Wednesday, July 17, 2002

Get on this, Democrats, before it spreads.



WEST PALM BEACH -- Because they don't give receipts to voters, Palm Beach County's new touch-screen voting machines offer "an Enron style of auditing," a critic of electronic voting testified Tuesday. The remark by Bryn Maw College computer Professor Rebecca Mercuri came during a court hearing on a losing Boca Raton candidate's request to examine programming codes and software related to the county's new machines.

Former Mayor Emil Danciu, seeking a new election because he claims Boca Raton's March vote was tarnished by machine problems, also wants permission for a computer expert to examine one of the county's $3,100 Sequoia Voting Systems machines. Elections Supervisor Theresa LePore testified that the state Division of Elections -- not her office -- has the code and software information Danciu wants.

Examining the internal workings of one of the county's voting machines, LePore said, would damage the machine and void its warranty. Mercuri, a prominent critic of electronic voting, said that without some type of receipt, there's no way to verify touch screen machines internally record votes the way they appear on the screen. "These machines being self-auditing are, in their own way, sort of an Enron style of auditing. Their trust is in themselves," Mercuri said.

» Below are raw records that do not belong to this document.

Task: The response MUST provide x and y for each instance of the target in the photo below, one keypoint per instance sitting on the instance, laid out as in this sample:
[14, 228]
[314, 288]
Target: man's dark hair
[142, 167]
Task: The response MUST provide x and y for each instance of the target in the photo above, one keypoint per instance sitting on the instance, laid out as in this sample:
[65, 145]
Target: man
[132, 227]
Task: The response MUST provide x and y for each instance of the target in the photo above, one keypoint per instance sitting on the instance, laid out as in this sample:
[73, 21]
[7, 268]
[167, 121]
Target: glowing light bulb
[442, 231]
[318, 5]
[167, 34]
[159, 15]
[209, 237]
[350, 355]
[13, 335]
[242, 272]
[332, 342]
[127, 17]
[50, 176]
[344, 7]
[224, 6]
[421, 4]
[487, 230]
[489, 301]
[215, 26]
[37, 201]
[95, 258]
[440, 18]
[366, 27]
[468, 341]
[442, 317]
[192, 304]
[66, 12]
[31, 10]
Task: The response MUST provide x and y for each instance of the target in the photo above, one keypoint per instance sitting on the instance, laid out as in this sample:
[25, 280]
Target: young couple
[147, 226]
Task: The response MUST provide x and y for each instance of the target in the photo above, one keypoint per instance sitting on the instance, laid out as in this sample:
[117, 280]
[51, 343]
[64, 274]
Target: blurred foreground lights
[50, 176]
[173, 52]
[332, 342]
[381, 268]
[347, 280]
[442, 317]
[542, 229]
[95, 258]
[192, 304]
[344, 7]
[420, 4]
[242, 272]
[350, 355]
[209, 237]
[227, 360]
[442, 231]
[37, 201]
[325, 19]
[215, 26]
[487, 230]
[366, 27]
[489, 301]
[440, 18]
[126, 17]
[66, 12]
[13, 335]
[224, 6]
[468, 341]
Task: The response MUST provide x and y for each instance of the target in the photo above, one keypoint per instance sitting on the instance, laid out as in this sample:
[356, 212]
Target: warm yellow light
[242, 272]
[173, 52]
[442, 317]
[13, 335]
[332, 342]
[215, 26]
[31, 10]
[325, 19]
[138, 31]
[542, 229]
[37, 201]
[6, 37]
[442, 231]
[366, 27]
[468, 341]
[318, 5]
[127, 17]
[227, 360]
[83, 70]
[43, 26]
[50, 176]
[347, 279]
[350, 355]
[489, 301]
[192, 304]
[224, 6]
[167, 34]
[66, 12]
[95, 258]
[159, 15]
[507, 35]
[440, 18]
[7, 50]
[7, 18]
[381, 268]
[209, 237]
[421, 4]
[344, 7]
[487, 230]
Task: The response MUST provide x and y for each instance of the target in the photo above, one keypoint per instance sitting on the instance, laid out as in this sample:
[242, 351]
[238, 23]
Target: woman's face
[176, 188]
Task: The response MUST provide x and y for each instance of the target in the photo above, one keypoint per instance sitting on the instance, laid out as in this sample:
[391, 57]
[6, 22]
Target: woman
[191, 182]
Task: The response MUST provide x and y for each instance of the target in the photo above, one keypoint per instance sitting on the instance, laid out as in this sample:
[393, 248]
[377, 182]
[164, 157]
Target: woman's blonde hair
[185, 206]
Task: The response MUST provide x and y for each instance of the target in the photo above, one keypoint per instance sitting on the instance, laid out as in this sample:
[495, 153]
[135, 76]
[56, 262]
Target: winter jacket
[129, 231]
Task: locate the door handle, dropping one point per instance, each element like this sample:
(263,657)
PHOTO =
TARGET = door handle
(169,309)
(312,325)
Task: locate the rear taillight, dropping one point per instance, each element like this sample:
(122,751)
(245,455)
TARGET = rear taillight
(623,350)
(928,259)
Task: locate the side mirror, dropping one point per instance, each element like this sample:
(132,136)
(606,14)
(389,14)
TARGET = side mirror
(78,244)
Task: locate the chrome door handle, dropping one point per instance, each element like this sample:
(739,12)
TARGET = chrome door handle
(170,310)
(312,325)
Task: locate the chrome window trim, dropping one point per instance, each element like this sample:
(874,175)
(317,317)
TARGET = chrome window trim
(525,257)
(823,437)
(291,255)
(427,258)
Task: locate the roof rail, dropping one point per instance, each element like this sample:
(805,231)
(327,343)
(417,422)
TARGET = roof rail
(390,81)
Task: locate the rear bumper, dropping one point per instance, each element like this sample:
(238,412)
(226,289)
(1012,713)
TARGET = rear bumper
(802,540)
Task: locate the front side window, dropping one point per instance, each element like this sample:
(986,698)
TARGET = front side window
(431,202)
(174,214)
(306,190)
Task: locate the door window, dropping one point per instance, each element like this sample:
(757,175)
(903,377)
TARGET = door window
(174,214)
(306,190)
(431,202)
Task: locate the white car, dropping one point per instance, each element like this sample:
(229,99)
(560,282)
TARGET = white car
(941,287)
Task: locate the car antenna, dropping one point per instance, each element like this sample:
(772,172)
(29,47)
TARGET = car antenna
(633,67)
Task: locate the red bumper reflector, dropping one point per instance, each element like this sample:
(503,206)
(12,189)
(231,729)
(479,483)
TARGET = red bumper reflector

"I'm going to have a courtroom full of experts (to defend touch-screen voting) when we get down to this part of the case," Assistant County Attorney Leon St. John said. Even if LePore's office had the information Danciu is seeking, St. John said, much of it is protected as a "trade secret." As for the request to examine a voting machine, St. John said, "they can go to Sequoia and buy one for $3,500 or whatever."